Gaming PCs is not cheap, to begin with, and building them up yourself can seem like a daunting task. However, the more you dig into it, the more you’ll find that building a PC is not that difficult. There are countless guides online with video tutorials and even forums to help those that are having some trouble in terms of what to do or troubleshoot. As a result, going into 2021 with very few consoles readily available for purchase when it comes to the latest generation of video games, building a gaming PC might have seemed like a viable option.
Here’s the problem with going through that avenue. The PC market is just as tough to scavenge parts as it is for brand new consoles. This is especially true right now for GPUs or graphics cards. One of the more crucial components to an entire PC build, especially for gaming, is tough to come by. Most everyone is looking at the latest GPUs available such as Nvidia’s RTX 30 series. They were competitively priced and offered players the best performance at the moment since these GPUs were again the latest generation.
Unfortunately, just like with new video game consoles, the marketplace is barren. This was partly due to the pandemic, resellers looking to make some money through a flip, and of course, cryptocurrency. More individuals are getting into mining crypto which requires some GPUs to get the job done. We won’t go into the whole backstory of how crypto mining is done, but for PC builders that were after a GPU to finish things off, there was an empty marketplace.

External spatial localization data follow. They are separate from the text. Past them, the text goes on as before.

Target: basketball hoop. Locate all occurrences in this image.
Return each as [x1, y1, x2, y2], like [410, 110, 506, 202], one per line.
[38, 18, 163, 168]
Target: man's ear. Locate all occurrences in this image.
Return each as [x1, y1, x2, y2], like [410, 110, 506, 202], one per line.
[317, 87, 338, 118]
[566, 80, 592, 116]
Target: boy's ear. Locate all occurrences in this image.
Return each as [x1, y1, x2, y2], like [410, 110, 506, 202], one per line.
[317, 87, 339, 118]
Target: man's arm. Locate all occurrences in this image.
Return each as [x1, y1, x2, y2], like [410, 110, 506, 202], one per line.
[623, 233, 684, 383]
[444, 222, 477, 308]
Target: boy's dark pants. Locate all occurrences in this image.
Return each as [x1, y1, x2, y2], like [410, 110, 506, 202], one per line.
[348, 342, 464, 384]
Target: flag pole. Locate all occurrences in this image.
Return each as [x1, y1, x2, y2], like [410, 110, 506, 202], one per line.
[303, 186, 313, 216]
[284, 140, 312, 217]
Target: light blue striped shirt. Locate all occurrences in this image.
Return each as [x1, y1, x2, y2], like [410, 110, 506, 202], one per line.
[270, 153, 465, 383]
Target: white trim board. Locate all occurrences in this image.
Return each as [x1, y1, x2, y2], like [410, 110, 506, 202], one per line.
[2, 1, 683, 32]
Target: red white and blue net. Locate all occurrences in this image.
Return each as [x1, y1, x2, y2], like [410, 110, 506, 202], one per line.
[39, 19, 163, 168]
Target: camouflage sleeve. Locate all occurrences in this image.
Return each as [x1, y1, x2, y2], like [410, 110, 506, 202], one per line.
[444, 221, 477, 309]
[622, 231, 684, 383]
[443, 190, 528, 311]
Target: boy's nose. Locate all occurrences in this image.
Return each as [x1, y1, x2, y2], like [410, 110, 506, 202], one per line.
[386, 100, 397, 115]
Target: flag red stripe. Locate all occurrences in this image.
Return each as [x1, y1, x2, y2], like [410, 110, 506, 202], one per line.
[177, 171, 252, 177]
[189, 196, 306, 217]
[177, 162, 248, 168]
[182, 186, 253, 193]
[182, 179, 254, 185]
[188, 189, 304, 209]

Retailers were offering raffles to allow consumers a chance to purchase a GPU. With that said, the market is going towards a favor for gamers in China. A new ban on crypto in China has resulted in stock dropping prices for these GPUs. Since the government is cracking down on crypto in general, the stock price for new GPUs is steadily dropping. Unfortunately, there’s not much we can say for other markets. Hopefully, we’ll start seeing GPUs flood the marketplace which may help give consumers an honest chance of finding a GPU in stock and not paying over MSRP.